Im Bildungsbereich glauben viele Menschen, dass alle Schülerinnen und Schüler die gleichen Chancen auf Erfolg haben, wenn sie hart arbeiten und talentiert sind. Die Forschung zeigt jedoch, dass der Glaube an Meritokratie tatsächlich Ungerechtigkeiten verdecken kann. Viele andere Faktoren, die beeinflussen, wie Kinder und Jugendliche in der Schule abschneiden, werden ignoriert. So etwa der familiäre Hintergrund, die Ressourcen der Schule, soziale Interaktionen und persönliche Lebenserfahrungen.

Die Idee der Meritokratie wird durch institutionelle Regeln, kulturelle Werte und Stereotype gestützt, die persönliche Verantwortung und angeborene Fähigkeiten betonen. Dadurch erscheint Erfolg als rein individuelle Leistung. Gleichzeitig verdeckt diese Sichtweise die breiteren sozialen und wirtschaftlichen Bedingungen, die ebenfalls bestimmen, wer vorankommt und wer Schwierigkeiten hat.

In der Psychologie ist der Mythos der Meritokratie eng mit Leistungsungleichheiten verbunden. Selbst wenn Schülerinnen und Schüler über die gleichen Fähigkeiten verfügen, erzielen jene aus weniger privilegierten Familien oft schlechtere Ergebnisse. Dafür gibt es mehrere Gründe.
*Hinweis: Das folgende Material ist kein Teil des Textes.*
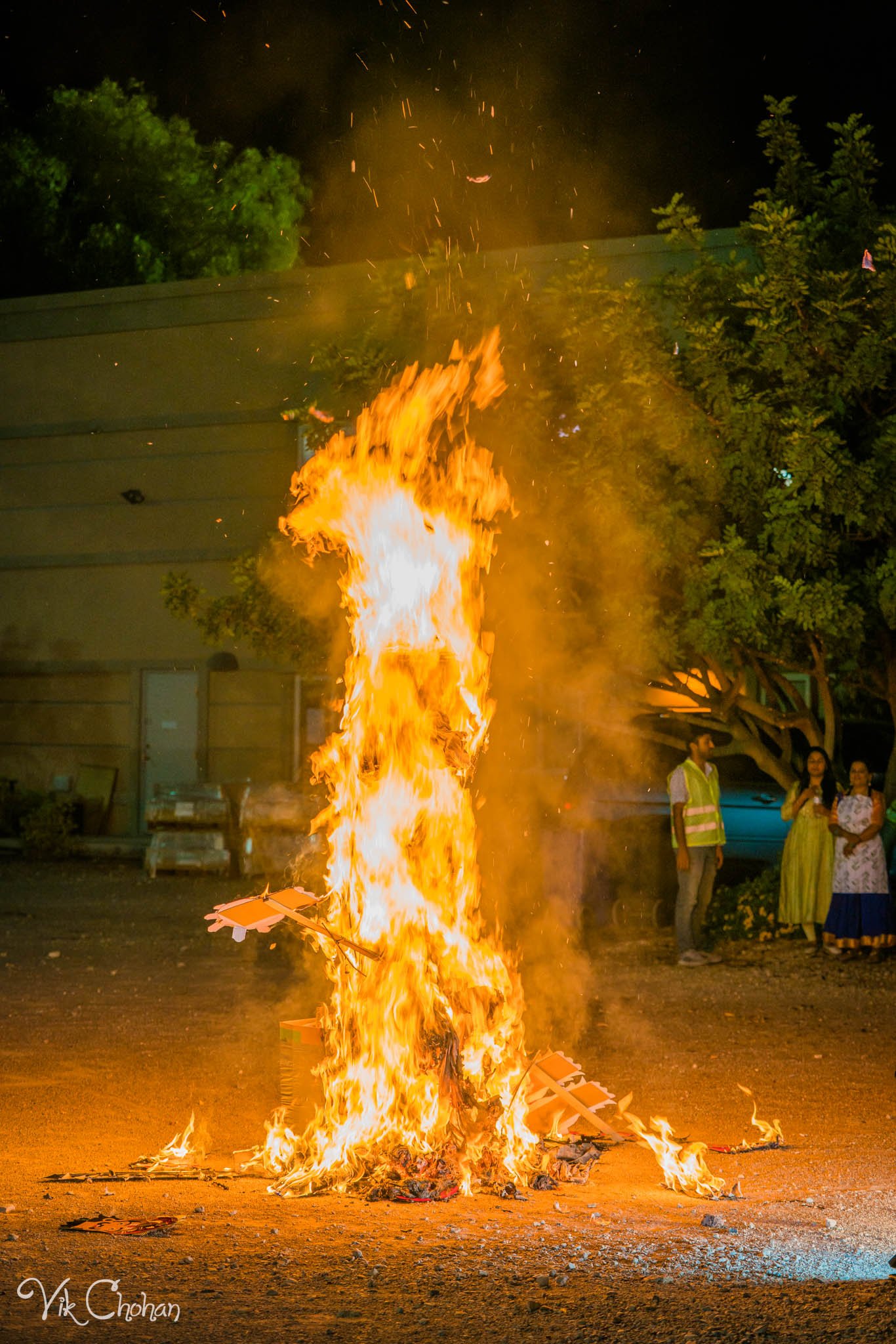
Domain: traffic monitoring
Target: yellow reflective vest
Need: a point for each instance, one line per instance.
(703, 815)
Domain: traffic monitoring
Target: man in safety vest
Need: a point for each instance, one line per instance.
(697, 836)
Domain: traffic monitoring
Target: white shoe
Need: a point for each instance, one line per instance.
(692, 959)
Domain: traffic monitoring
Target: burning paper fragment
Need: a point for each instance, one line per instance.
(260, 913)
(562, 1101)
(121, 1226)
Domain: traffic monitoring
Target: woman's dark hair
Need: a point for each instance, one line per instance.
(828, 784)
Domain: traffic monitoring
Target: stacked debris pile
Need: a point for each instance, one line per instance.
(188, 824)
(275, 843)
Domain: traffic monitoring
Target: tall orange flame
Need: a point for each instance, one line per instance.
(424, 1047)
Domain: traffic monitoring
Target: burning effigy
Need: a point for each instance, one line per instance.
(424, 1051)
(422, 1082)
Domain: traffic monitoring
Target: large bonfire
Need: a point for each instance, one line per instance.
(424, 1046)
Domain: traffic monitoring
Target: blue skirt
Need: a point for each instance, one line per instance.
(860, 919)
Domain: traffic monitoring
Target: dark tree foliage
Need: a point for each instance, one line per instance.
(706, 468)
(101, 190)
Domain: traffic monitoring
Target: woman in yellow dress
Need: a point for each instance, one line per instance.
(807, 863)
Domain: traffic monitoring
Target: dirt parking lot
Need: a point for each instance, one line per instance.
(120, 1015)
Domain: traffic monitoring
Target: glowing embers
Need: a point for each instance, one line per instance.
(424, 1051)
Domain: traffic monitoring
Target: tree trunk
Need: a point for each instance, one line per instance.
(889, 780)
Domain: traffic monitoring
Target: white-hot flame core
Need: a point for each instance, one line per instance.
(425, 1049)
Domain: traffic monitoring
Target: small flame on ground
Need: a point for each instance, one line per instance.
(184, 1150)
(769, 1132)
(684, 1167)
(277, 1154)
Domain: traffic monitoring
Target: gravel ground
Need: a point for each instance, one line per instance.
(120, 1015)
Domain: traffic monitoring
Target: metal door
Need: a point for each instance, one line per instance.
(170, 730)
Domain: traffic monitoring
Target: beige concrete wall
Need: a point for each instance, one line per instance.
(50, 724)
(250, 726)
(175, 390)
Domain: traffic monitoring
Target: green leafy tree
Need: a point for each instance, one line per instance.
(773, 369)
(790, 358)
(104, 191)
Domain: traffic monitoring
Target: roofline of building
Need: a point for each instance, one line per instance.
(311, 283)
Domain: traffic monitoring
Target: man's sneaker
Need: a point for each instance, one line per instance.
(692, 959)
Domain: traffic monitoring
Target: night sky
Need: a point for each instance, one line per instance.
(580, 116)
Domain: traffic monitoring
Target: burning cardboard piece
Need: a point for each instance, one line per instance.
(563, 1101)
(123, 1226)
(268, 909)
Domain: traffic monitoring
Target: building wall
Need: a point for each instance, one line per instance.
(175, 390)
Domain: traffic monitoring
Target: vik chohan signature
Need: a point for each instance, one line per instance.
(102, 1303)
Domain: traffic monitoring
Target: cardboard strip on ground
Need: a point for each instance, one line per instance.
(556, 1078)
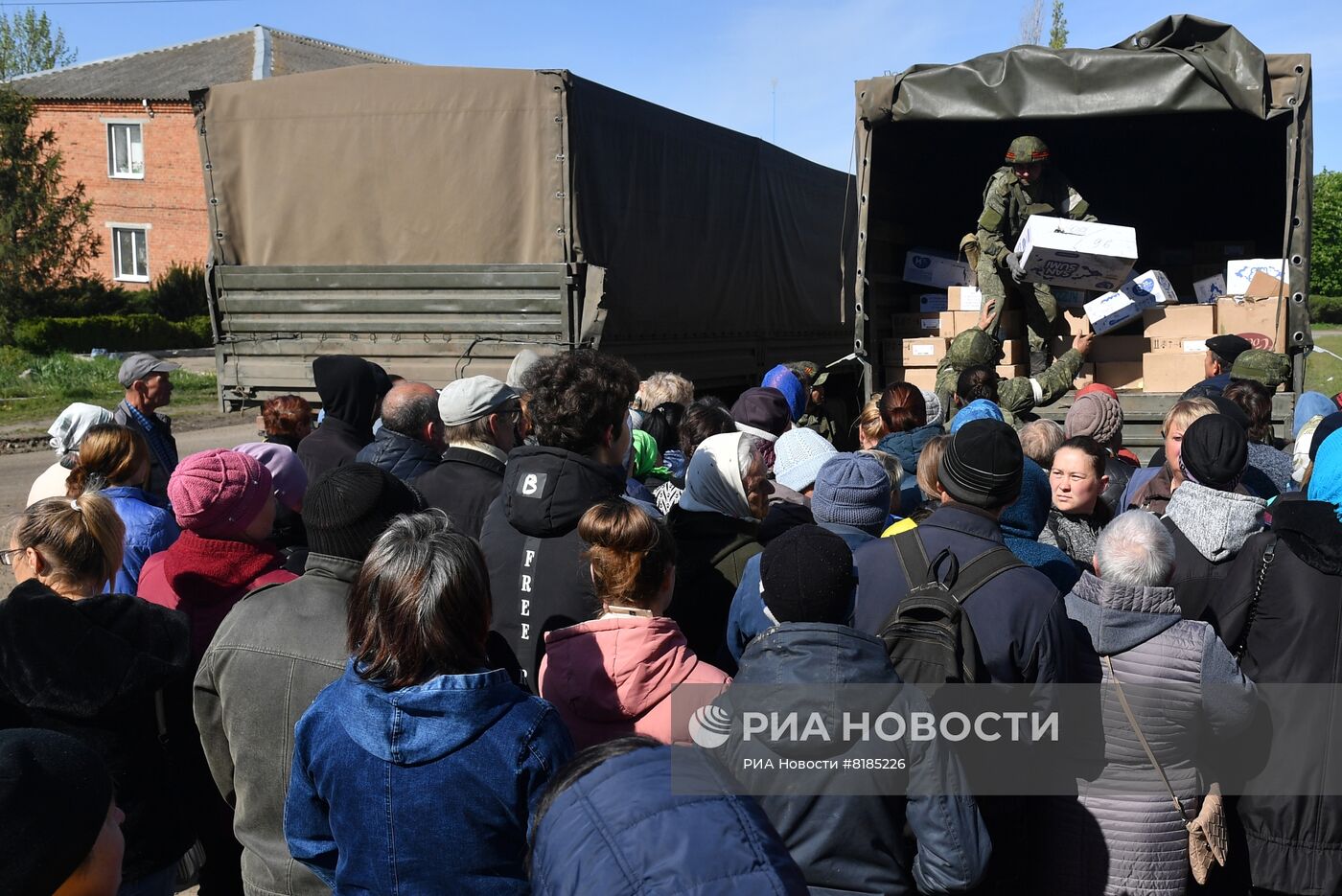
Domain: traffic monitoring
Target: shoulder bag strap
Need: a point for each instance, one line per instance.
(1137, 730)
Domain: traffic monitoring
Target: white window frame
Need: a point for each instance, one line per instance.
(130, 148)
(117, 227)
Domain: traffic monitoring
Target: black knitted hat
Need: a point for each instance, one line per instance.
(983, 464)
(807, 577)
(348, 507)
(54, 799)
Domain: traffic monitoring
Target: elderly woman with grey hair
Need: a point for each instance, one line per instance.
(1122, 833)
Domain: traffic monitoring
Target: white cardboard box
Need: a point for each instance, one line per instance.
(926, 268)
(1077, 255)
(1151, 284)
(1240, 271)
(1116, 309)
(1208, 290)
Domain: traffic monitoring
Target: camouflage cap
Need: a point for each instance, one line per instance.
(972, 348)
(1264, 366)
(1024, 150)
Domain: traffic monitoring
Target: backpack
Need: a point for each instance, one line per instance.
(928, 634)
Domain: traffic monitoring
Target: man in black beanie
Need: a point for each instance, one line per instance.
(845, 842)
(274, 652)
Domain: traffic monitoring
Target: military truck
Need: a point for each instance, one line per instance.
(438, 220)
(1184, 130)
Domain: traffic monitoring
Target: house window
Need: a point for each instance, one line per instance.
(130, 254)
(125, 151)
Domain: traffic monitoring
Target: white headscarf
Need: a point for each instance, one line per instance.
(74, 422)
(713, 483)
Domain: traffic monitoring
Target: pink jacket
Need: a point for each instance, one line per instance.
(613, 677)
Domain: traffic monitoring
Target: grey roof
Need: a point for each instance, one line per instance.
(171, 73)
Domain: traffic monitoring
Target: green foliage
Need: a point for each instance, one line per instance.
(1057, 33)
(116, 333)
(1326, 234)
(46, 238)
(29, 44)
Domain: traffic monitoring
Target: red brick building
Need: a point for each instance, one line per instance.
(127, 129)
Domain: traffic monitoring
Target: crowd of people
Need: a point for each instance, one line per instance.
(431, 645)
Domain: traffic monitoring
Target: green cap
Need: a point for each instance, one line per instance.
(1024, 150)
(973, 348)
(1264, 366)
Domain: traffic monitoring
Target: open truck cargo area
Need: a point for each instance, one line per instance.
(1185, 131)
(439, 220)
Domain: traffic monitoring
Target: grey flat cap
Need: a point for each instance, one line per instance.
(138, 366)
(472, 399)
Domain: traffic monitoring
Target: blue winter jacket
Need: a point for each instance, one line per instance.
(1024, 520)
(420, 791)
(150, 529)
(630, 826)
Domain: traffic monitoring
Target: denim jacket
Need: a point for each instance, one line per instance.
(420, 791)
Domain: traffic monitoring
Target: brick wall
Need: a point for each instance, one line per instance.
(171, 198)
Beispielsweise zeigen sowohl die Art und Weise wie Kinder und Jugendliche den unterschiedlichen Bildungswegen zugeteilt werden (Terrin & Triventi, 2022), als auch die Wahrnehmungen und das Verhalten von Lehrpersonen (Brummelman & Sedikides, 2023), dass Auswahlprozesse und soziale Akteure bestehende Ungleichheiten unbeabsichtigt verstärken können.
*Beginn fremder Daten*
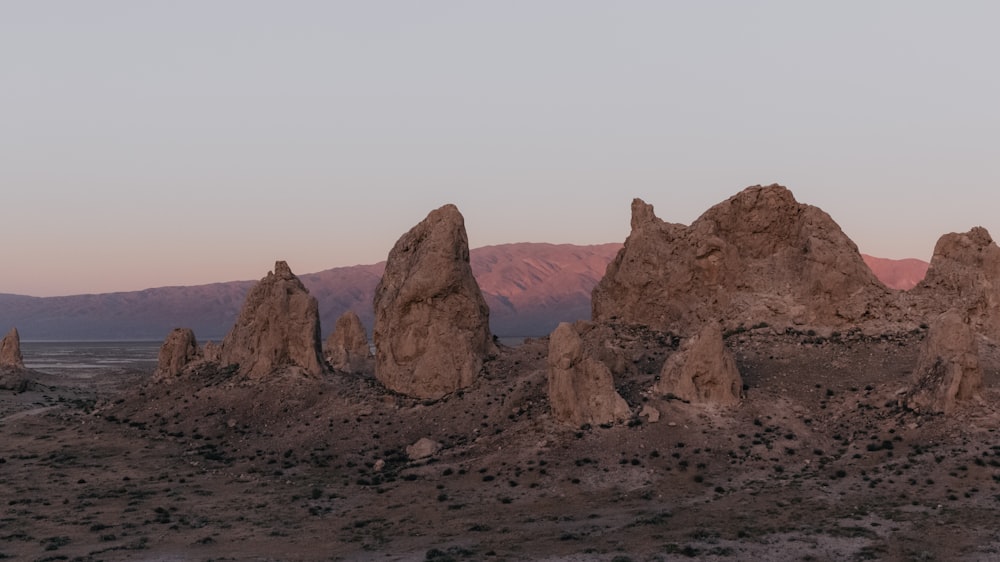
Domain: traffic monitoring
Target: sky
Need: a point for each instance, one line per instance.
(146, 144)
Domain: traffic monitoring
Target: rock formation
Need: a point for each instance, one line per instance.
(179, 350)
(581, 387)
(964, 274)
(10, 350)
(212, 352)
(277, 328)
(703, 371)
(431, 321)
(347, 347)
(423, 448)
(759, 256)
(948, 370)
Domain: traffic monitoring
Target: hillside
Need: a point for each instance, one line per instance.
(897, 274)
(530, 288)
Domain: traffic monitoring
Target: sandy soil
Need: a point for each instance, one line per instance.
(817, 463)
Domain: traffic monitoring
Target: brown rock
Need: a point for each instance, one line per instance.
(179, 350)
(278, 328)
(212, 352)
(581, 387)
(948, 370)
(964, 274)
(431, 322)
(10, 350)
(759, 256)
(347, 347)
(703, 371)
(422, 449)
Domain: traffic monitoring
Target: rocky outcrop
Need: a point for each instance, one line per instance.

Mijs (2015) argumentiert, dass Schulsysteme den «meritokratischen Prozess» häufig verzerren. Wenn die Auswahl und Platzierung von Schülerinnen und Schülern von Noten und Testergebnissen abhängt, kann die Zuteilung zu unterschiedlichen Bildungswegen Ungleichheiten verstärken. Kinder aus bildungsnahen Familien gelangen häufiger in anspruchsvollere Bildungswege und besuchen prestigeträchtige Schulen, was ihre späteren Chancen prägt (Triventi et al., 2020). Ergebnisse aus dem LEARN-Projekt bestätigen dieses Muster. Eine Studie mit rumänischen Jugendlichen zeigte, dass die Zuteilung zu unterschiedlichen Bildungswegen die Leistung im Baccalaureate-Examen sowohl direkt als auch indirekt über die Leistungsentwicklung während der Oberstufe vorhersagte (Dodan et al., 2025). Die Platzierung in weniger anspruchsvollen Bildungswegen und entsprechende Leistungsmuster standen im Zusammenhang mit schlechteren Ergebnissen im Baccalaureate-Examen.
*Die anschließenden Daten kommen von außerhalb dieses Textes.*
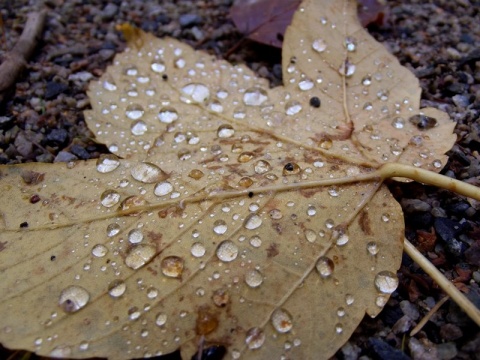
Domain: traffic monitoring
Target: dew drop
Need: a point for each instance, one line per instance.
(148, 173)
(254, 96)
(117, 288)
(99, 250)
(172, 266)
(227, 251)
(282, 321)
(325, 266)
(386, 282)
(73, 298)
(107, 163)
(319, 45)
(109, 198)
(197, 93)
(262, 167)
(225, 131)
(139, 255)
(255, 338)
(252, 221)
(167, 115)
(197, 249)
(219, 227)
(253, 278)
(134, 111)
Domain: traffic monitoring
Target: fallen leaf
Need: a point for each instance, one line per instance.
(231, 214)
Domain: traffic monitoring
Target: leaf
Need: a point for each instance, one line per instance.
(236, 215)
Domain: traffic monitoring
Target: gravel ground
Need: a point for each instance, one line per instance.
(438, 40)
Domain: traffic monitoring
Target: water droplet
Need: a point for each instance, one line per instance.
(292, 107)
(139, 255)
(135, 236)
(225, 131)
(117, 288)
(197, 93)
(99, 250)
(161, 319)
(147, 173)
(254, 96)
(109, 198)
(319, 45)
(253, 278)
(252, 221)
(325, 266)
(386, 282)
(262, 167)
(219, 227)
(134, 111)
(107, 163)
(167, 115)
(372, 248)
(198, 249)
(73, 298)
(172, 266)
(255, 338)
(158, 66)
(227, 251)
(282, 321)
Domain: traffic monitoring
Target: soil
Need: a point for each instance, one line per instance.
(438, 40)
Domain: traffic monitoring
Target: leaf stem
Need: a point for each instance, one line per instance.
(450, 289)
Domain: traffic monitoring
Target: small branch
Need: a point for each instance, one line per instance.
(450, 289)
(16, 60)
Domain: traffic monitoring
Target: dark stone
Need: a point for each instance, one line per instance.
(80, 152)
(54, 89)
(383, 351)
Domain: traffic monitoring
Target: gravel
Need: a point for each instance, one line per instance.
(439, 41)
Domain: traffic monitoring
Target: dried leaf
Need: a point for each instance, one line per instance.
(236, 217)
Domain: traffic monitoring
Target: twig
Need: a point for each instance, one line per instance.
(16, 60)
(450, 289)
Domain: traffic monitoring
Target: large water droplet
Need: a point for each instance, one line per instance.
(282, 321)
(117, 288)
(148, 173)
(254, 96)
(255, 338)
(139, 255)
(197, 93)
(134, 111)
(172, 266)
(107, 163)
(386, 282)
(73, 298)
(252, 221)
(227, 251)
(253, 278)
(325, 266)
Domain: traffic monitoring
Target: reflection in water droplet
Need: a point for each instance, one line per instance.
(227, 251)
(147, 173)
(73, 298)
(253, 278)
(254, 96)
(107, 163)
(109, 198)
(282, 321)
(99, 250)
(252, 221)
(255, 338)
(172, 266)
(139, 255)
(386, 282)
(325, 266)
(117, 288)
(197, 93)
Auch die Überzeugungen von Lehrpersonen können diese Ungleichheiten verstärken. Legette (2020) zeigt, dass Lehrpersonen Schülerinnen und Schüler in anspruchsvolleren Bildungswegen oft als fähiger einschätzen. Brummelman und Sedikides (2023) betonen zudem, dass Interaktionen mit Lehrpersonen beeinflussen können, wie Kinder und Jugendliche über sich selbst denken. Besonders für Schüler:innen aus benachteiligten Familien kann dies ihr Selbstvertrauen schwächen. Wenn Lehrpersonen negative Stereotype über die Fähigkeiten bestimmter Gruppen haben, beginnen Kinder möglicherweise, sich selbst als weniger intelligent oder weniger fähig wahrzunehmen – selbst wenn ihre tatsächlichen Fähigkeiten denen ihrer Mitschülerinnen und Mitschüler entsprechen. Mit der Zeit können solche negativen Selbstbilder die Motivation verringern und zu schlechteren schulischen Leistungen führen, wodurch bestehende Ungleichheiten weiter verstärkt werden.

Obwohl Anstrengung und Motivation eine Rolle spielen, werden Schüler:innen aus benachteiligten Familien häufig durch eine «Defizitperspektive» betrachtet, bei der geringe Leistungen auf geringe Fähigkeit oder mangelnde Anstrengung zurückgeführt werden (McKay & Devlin, 2016). In Wirklichkeit zeigen viele dieser Jugendlichen grosse Stärke und Flexibilität im Umgang mit Herausforderungen. Hernandez et al. (2021) fanden heraus, dass die Motivation und Ausdauer von Schüler:innen steigt, wenn Lehrpersonen sich auf ihre Stärken konzentrieren. Ungleichheit zu bekämpfen, erfordert daher einen Perspektivwechsel: weg von dem, was die Lernenden «nicht haben», hin zu einem stärkenorientierten Ansatz, der Potenzial und Resilienz wertschätzt.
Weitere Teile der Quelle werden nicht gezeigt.